Sendikalar işçi ve kamu çalışanlarının ücretlerindeki artışlarla ilgili hükümetle toplu sözleşme masasına oturdular. Önce Türk-İş işçiler adına, Memur-Sen kamu emekçileri adına üslendikleri rollerini "layıkıyla" yerine getirdiler. Siyasi iktidar tarafından desteklenerek, etkili hale getirilen bu sendikalar şirketleşen devletin yanında yer alarak sarı olan renklerini belirgin bir şekilde bir defa daha koyulaştırdılar. DİSK ve KESK bu pazarlıklarda etkili bir durumda değil. Yeni rejim devlet sendikacılığını pekiştirmekte kararlı gözüküyor.

Türk-İş, Memur-Sen, Hak-İş gibi konfederasyonların emekçilerin çıkarları için değil, siyasi iktidarın ve sermayenin yanında yer aldıklarını kanıtlamak için, özel bir çabaya bile gerek duymadıklarını düşünüyorum. Bu sendikaların zorunlu üyesi olmak durumunda olan emekçiler, iradelerinin ipotek altına alındığını zaten biliyorlar. Emekçilere yapılan ihanetin somut sonuçlarını yıllardır yaşıyorlar.

Türk-İş, Hak-İş, Memur-Sen Erdoğan rejiminin beka sorunu olarak gündeme getirdiği bütün konularda tam bir mutabakat içerisindeler. On binlerce emekçinin KHK'lerle görevlerine son verilmesini desteklediler. Kürt sorununun çözümüne ilişkin hiçbir zaman barış yanlısı politikaları ortaya koymadılar aksine rejimin savaş politikalarını desteklediler. Rejimin bütün politikalarının yanında yer aldılar. Doğanın talanına, kentlerin kültürel yapısının asimilasyonuna tam destek verdiler. Mülteci işçilerle ilgili ırkçı politikaları savunucusu oldular. Rejimin neo liberal politikalarını desteklediler. HDP'li belediyelere atanan kayyımların yanında saf tuttular.

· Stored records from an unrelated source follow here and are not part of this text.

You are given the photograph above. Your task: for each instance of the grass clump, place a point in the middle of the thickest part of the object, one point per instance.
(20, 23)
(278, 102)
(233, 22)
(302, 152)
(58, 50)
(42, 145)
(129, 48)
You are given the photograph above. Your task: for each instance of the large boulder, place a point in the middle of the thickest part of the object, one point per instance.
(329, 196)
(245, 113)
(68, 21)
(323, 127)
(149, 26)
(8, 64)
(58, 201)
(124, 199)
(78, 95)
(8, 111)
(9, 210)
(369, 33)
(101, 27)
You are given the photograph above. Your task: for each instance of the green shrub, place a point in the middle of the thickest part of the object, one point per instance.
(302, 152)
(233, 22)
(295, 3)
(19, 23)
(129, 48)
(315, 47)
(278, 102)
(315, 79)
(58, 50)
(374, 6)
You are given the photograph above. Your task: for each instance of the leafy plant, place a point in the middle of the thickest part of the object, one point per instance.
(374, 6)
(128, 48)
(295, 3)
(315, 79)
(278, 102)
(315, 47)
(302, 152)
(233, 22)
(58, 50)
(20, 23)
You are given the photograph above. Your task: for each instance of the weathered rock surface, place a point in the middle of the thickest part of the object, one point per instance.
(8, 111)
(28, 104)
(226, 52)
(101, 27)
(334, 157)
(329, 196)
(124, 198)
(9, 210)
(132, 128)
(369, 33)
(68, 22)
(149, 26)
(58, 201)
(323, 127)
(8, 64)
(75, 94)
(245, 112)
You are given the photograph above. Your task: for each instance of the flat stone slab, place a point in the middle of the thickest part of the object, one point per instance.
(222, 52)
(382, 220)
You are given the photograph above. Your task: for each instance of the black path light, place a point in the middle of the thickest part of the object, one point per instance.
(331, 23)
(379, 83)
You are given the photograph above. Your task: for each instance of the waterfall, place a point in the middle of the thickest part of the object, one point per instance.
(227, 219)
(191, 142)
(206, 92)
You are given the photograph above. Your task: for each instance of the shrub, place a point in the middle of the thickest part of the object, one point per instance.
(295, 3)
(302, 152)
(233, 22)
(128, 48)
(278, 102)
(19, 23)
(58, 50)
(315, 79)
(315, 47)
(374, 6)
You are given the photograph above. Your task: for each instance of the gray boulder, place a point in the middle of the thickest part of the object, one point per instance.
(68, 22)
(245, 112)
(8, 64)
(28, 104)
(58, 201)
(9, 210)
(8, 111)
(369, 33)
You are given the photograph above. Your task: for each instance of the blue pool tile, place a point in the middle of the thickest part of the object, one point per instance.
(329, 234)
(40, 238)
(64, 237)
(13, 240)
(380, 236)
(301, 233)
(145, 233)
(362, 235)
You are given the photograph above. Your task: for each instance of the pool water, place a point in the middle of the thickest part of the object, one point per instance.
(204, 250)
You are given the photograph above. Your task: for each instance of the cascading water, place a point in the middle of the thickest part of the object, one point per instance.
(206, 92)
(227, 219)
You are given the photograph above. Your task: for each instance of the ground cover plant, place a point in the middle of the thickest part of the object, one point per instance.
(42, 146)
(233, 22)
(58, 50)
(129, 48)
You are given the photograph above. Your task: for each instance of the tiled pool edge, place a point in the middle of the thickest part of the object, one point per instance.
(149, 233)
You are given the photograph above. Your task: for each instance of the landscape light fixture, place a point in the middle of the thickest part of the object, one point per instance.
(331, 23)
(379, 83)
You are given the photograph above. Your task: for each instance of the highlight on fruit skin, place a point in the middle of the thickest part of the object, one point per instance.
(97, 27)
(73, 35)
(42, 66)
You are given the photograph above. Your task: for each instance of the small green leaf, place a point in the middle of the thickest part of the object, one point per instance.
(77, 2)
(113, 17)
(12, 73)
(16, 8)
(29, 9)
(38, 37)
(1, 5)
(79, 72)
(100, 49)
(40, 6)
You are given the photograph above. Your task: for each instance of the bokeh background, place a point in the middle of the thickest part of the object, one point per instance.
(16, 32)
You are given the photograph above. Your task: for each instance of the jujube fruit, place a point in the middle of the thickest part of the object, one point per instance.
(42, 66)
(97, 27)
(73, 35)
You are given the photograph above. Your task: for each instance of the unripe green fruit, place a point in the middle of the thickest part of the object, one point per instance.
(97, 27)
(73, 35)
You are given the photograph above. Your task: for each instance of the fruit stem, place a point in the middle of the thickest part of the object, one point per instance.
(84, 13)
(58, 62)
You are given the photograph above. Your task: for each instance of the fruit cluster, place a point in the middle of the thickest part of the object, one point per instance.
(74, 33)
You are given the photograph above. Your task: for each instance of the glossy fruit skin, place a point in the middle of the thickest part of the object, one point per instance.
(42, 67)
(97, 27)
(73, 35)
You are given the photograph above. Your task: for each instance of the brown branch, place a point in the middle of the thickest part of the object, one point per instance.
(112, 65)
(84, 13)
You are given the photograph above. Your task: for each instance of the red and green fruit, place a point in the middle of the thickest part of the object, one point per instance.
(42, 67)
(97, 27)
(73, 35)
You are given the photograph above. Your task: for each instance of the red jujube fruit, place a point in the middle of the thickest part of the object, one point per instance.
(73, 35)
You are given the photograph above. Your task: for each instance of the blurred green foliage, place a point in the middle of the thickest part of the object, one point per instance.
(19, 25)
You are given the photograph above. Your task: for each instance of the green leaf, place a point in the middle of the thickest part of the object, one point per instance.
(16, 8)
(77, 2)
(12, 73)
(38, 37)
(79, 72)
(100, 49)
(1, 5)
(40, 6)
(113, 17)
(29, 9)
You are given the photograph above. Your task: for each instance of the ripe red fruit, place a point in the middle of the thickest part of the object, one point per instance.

Sendikal mücadelenin evrensel kriterleriyle ilgisi olmayan bu yapılar neredeyse rejimin ‘’sivil’ örgütlenmelerine dönüşmüş durumdalar. Adı sendika olan bu örgütlenmelerin önümüzdeki dönem rejimin bekası için yeni görevler üslenmesi kaçınılmazdır.

BU DURUMDA DİSK VE KESK NE YAPMALI?

Bu sorunun yanıtını üretecek tartışmalara ihtiyaç vardır. Sınıf mücadelesinin tarihi önemli deneyimler ve birikimlerle doludur. Deneyim ve birikimlerin güncellenmesi bize önemli ipuçları sunacağına inanıyorum. Mevcut örgütlü yapıların böylesi zorlu bir dönemi göğüslemesi mümkün değildir. Emekçilerin kazanımları sürekli geriye gitmektedir. Sadece basın açıklamalarıyla itiraz eden genel doğruları söylemekle yetinen yapılara dönüşmüş durumdalar. Zamanla bürokratik ilişkilere dönüşen etkisiz kendi yapıları kendi içine kapanarak emekçilerin güvenini kaybeder.

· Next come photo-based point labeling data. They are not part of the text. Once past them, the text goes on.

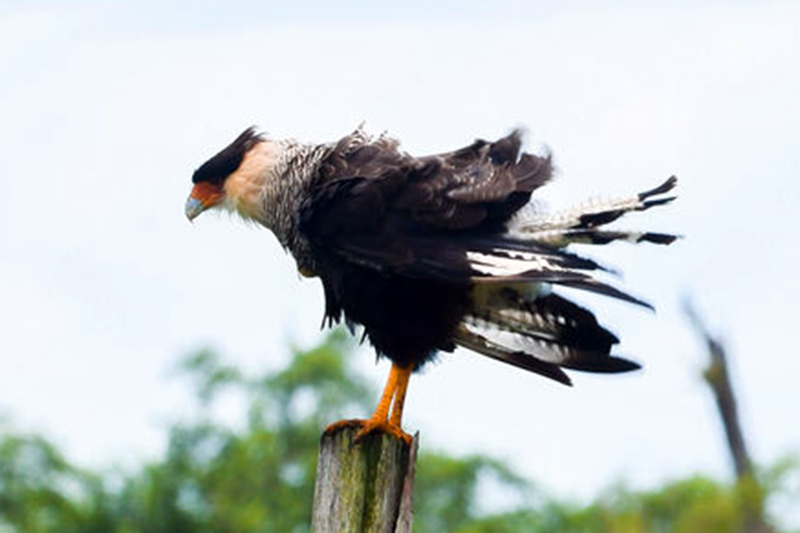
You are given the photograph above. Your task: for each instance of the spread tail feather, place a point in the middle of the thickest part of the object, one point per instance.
(541, 333)
(581, 223)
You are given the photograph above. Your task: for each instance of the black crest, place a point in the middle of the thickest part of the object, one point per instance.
(222, 165)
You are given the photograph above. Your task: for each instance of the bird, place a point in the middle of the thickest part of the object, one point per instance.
(427, 254)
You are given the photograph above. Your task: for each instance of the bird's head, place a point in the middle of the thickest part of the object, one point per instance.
(234, 178)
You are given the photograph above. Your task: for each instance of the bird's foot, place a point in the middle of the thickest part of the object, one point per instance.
(371, 425)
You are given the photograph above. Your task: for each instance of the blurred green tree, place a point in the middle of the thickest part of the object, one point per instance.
(259, 477)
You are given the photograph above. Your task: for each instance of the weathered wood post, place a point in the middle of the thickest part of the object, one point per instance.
(363, 487)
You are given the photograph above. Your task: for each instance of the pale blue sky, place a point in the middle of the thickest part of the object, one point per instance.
(108, 108)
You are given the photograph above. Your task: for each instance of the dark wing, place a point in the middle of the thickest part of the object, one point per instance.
(439, 217)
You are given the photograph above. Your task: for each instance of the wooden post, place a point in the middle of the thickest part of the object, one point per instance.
(364, 487)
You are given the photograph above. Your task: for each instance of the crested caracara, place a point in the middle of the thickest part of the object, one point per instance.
(430, 253)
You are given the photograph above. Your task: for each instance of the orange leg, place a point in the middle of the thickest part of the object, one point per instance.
(393, 397)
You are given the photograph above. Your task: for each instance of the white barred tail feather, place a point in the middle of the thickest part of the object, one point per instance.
(542, 332)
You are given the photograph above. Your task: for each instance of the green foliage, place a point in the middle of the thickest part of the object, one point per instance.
(260, 477)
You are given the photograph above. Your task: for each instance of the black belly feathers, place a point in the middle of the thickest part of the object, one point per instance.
(419, 252)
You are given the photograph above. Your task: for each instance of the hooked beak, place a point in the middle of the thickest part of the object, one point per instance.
(203, 196)
(193, 208)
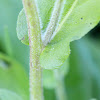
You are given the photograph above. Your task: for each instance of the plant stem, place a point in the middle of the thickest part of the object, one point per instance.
(36, 92)
(60, 87)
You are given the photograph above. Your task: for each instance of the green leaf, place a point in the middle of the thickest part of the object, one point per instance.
(22, 30)
(49, 80)
(11, 72)
(8, 95)
(75, 19)
(78, 21)
(83, 81)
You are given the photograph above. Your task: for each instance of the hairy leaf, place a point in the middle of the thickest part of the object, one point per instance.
(75, 24)
(73, 20)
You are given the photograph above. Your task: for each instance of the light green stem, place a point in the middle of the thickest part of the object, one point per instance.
(36, 92)
(60, 86)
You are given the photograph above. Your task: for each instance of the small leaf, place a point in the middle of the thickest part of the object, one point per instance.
(22, 30)
(55, 55)
(9, 95)
(49, 80)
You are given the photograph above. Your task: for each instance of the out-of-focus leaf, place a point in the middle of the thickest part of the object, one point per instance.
(82, 82)
(9, 95)
(9, 10)
(13, 77)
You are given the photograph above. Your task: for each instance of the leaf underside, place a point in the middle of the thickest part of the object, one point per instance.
(76, 19)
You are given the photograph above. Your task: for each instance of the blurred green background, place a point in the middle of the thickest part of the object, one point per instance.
(82, 82)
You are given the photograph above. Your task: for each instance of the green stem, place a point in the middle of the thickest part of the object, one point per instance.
(36, 92)
(60, 86)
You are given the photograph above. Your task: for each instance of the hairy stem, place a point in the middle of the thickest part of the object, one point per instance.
(60, 86)
(53, 21)
(35, 49)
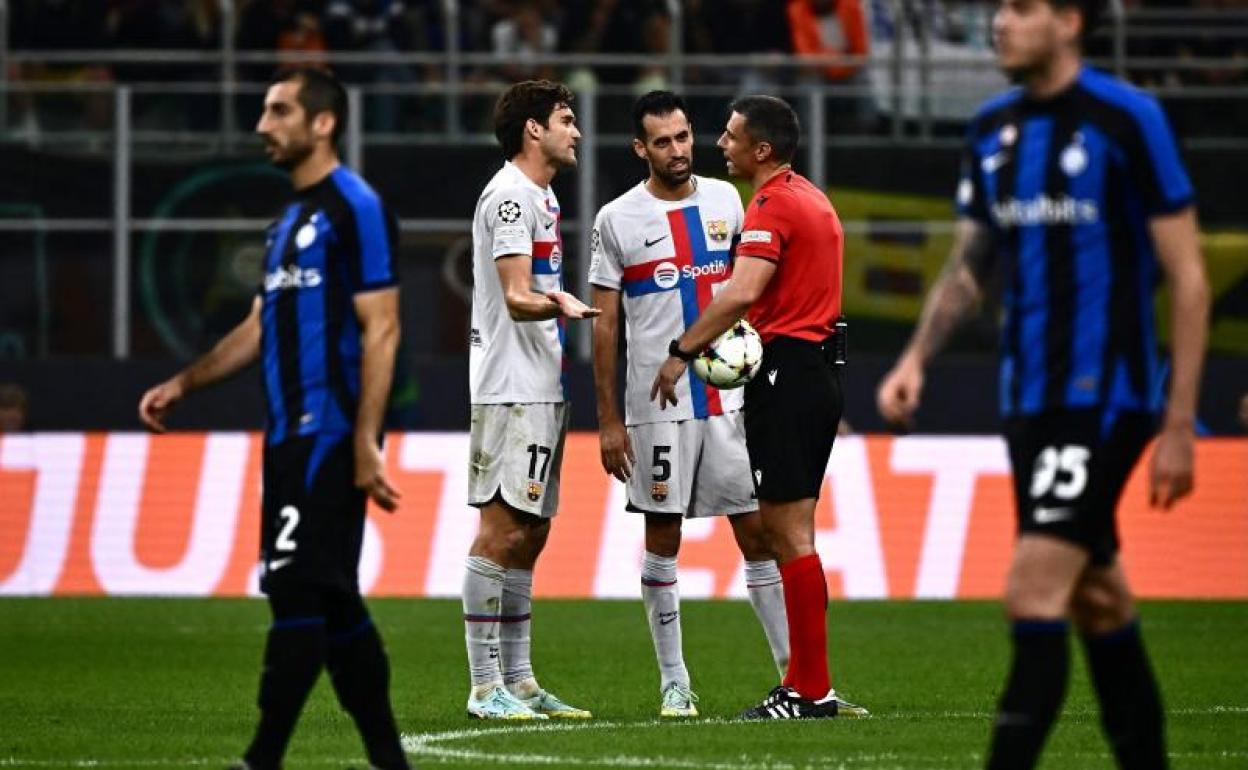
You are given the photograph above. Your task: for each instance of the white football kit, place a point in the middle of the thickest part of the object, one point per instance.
(668, 258)
(514, 368)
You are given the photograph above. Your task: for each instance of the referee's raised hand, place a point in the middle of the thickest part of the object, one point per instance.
(664, 387)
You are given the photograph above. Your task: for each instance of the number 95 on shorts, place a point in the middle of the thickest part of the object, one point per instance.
(514, 453)
(1068, 471)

Ucuz emek cenneti olan Türkiye’de sadece işi olanların çok az bir kısmını üye yapan sendikal mücadele dönemi bitmiştir. İşsizlerin, kent yoksullarının, göçmen işçilerin, esnek çalışma koşullarına mahkûm edilmiş milyonların, emeklilerin, sigortasız çalıştırılanların velhasıl milyonlarca yoksulun toplumsal sözcülüğünü üslenecek yeni bir örgütlenmeye acilen ihtiyaç vardır. DİSK ve KESK böyle bir örgütlenmeye öncülük edecek potansiyele sahiptir. Yasal mevzuatı bir tarafa bırakma cesaretiyle işe başlanırsa fiili ve meşru mücadele emekçiler üzerinde oynanan oyunu bozar.

Siyasi iktidarla eş güdümlü çalışan devlet sendikalarının emekçiler içerisinde bir itibarının kalmadığı dönemde yerel-bölgesel emek meclislerinin kurularak Türkiye emek meclisinin inşası elzemdir. Politik olarak rejimin karşısında yer alan bütün güçlerin desteğini almak mümkündür.

Emek mücadelesi her zamankinden daha fazla demokrasi mücadelesiyle iç içe geçtiği bir dönemden geçmektedir. Umutsuzluğu umuda çevirmek emekçi sınıfların direnme gücünü açığa çıkarmak yeni dönemin en önemli ihtiyacıdır.

Yerel seçimlerde HDP’nin doğru politikası ile siyasi mücadelenin mevcut siyasi partilerin sınırlarını aştığını İstanbul seçimlerinde hep birlikte yaşadık. Şimdi sıra KESK ve DİSK’in doğru mücadele zeminlerini yaratmak için kolları sıvamaları gerekmektedir. Sınıf mücadelesinin sorumluluğu emekçilerin haklarını savunmak için, mevcut sendikaları da aşarak tüm yoksulların sesi vicdanı olan yeni bir örgütlülüğü tartışmaktır. Aksi takdirde kayyım gibi çalışan sendikaların oynadığı "tiyatro" oyununu hep birlikte tekrar, tekrar izleriz.